Pour que les avantages de la médecine numérique se réalisent pleinement, il faut que les données personnelles de santé soient partageables mais il faut aussi donner aux individus le droit des les partager, expliquent les professeurs  Leonard Kish et Eric Tropol dans Nature. Le dossier médical électronique Américain n’enregistre pas ces données de santé qui proviennent d’une toujours plus grande variété de capteurs et qui sont conservées dans d’innombrables systèmes qui ne discutent pas entre eux, et il est peu probable qu’il y parvienne à l’avenir, estiment les spécialistes. La diversité des données, des systèmes, des organisations, des standards empêche d’imaginer un système unique et cohérent – qui serait d’ailleurs assez peu souhaitable en terme de sécurité. Aux Etats-Unis, le cadre juridique partenaliste est même construit de manière à empêcher les individus d’accéder à leurs propres données médicales.

Pour eux, “l’étape
clé pour libérer les données personnelles de santé et réaliser leur
véritable potentiel dans la recherche et la pratique clinique
repose sur la fourniture de systèmes de gestion de données qui donnent aux
individus le droit de posséder leurs propres données”. Et la bonne méthode pour y parvenir consiste à s’intéresser aux systèmes de type blockchain (voir notre dossier), permettant aux individus de détenir et surtout de sécuriser leurs actifs numériques (comme leurs données médicales personnelles) sans autorité centrale. La technologie a le potentiel de fournir un mécanisme d’identification universel permettant de distinguer l’information personnelle des données santé.

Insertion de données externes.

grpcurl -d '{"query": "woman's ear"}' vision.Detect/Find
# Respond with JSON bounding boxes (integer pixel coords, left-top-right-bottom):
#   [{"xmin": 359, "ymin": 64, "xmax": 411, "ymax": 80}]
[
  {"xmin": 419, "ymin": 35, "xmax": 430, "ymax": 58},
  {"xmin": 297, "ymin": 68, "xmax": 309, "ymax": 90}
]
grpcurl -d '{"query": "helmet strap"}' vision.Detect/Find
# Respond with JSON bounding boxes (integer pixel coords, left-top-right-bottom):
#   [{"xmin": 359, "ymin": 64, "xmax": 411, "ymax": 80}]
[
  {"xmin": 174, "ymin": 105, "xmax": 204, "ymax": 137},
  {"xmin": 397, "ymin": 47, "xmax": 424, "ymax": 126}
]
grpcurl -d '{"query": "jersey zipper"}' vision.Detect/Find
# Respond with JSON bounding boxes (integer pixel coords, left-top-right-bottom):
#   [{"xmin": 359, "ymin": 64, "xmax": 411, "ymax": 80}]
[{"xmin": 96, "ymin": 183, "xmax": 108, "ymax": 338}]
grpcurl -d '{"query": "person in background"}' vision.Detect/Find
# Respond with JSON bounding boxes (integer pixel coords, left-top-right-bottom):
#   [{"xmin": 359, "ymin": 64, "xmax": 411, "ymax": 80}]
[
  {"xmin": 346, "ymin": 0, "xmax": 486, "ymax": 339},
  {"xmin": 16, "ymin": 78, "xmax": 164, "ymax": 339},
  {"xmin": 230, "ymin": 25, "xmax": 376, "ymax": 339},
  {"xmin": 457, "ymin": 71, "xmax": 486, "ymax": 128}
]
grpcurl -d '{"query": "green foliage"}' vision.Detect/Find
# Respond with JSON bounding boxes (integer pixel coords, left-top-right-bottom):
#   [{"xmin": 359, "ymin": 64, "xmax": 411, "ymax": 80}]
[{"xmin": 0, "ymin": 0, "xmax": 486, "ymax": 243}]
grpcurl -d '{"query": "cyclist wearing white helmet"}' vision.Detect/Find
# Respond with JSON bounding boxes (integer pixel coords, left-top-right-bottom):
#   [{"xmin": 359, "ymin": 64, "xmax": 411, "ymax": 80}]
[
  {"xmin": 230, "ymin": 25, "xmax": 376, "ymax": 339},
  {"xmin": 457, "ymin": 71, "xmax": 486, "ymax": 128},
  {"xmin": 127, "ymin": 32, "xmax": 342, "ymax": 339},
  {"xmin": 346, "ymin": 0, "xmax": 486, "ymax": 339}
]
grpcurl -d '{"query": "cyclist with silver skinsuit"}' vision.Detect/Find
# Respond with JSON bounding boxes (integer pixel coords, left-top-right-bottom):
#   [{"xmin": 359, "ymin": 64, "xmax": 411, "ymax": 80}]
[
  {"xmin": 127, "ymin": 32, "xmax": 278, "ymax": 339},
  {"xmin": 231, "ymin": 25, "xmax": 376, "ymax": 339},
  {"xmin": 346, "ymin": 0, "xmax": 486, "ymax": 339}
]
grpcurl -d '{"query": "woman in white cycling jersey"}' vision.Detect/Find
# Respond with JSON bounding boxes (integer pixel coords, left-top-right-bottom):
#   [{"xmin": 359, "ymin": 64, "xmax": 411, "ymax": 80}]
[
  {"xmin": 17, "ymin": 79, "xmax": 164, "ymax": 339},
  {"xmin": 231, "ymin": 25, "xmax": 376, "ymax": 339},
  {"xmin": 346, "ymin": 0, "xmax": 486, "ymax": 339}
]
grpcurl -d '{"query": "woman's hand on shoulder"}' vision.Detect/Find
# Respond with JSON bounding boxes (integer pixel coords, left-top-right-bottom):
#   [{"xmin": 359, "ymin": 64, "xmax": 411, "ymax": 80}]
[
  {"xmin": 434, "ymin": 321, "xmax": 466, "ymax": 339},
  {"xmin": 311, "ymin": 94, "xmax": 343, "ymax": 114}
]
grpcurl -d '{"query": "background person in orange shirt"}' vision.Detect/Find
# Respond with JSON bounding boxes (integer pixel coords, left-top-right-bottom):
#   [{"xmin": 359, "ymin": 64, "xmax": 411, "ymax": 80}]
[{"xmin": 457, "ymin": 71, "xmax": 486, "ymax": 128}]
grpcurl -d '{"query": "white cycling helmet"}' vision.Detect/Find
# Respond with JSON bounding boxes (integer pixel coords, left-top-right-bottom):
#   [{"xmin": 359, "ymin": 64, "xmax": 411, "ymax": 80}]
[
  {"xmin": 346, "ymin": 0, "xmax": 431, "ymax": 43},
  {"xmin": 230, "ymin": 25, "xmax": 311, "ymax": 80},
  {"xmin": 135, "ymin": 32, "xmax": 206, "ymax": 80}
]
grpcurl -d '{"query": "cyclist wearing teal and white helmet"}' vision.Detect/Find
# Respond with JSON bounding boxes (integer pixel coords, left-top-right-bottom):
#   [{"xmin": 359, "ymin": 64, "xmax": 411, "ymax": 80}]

Les auteurs proposent le terme de “non-patient” pour désigner ce nouveau modèle de propriété des données qui cherche à mettre à bas la question de l’asymétrie des données médicales. Et viennent de lancer une plateforme dédiée, qui permet de partager ces données tout en protégeant la vie privée. “L’avantage
d’utiliser un système de fichiers distribué, peer-to-peer, est qu’il n’est plus utile de passer par un tiers pour sa gestion ou son contrôle, mais qu’il serait contrôlé par les contributeurs” eux-mêmes.

Pour eux, l’enjeu “n’est pas tant sur les données que sur la propriété des données. Sans propriété, il peut y avoir aucun échange de confiance.”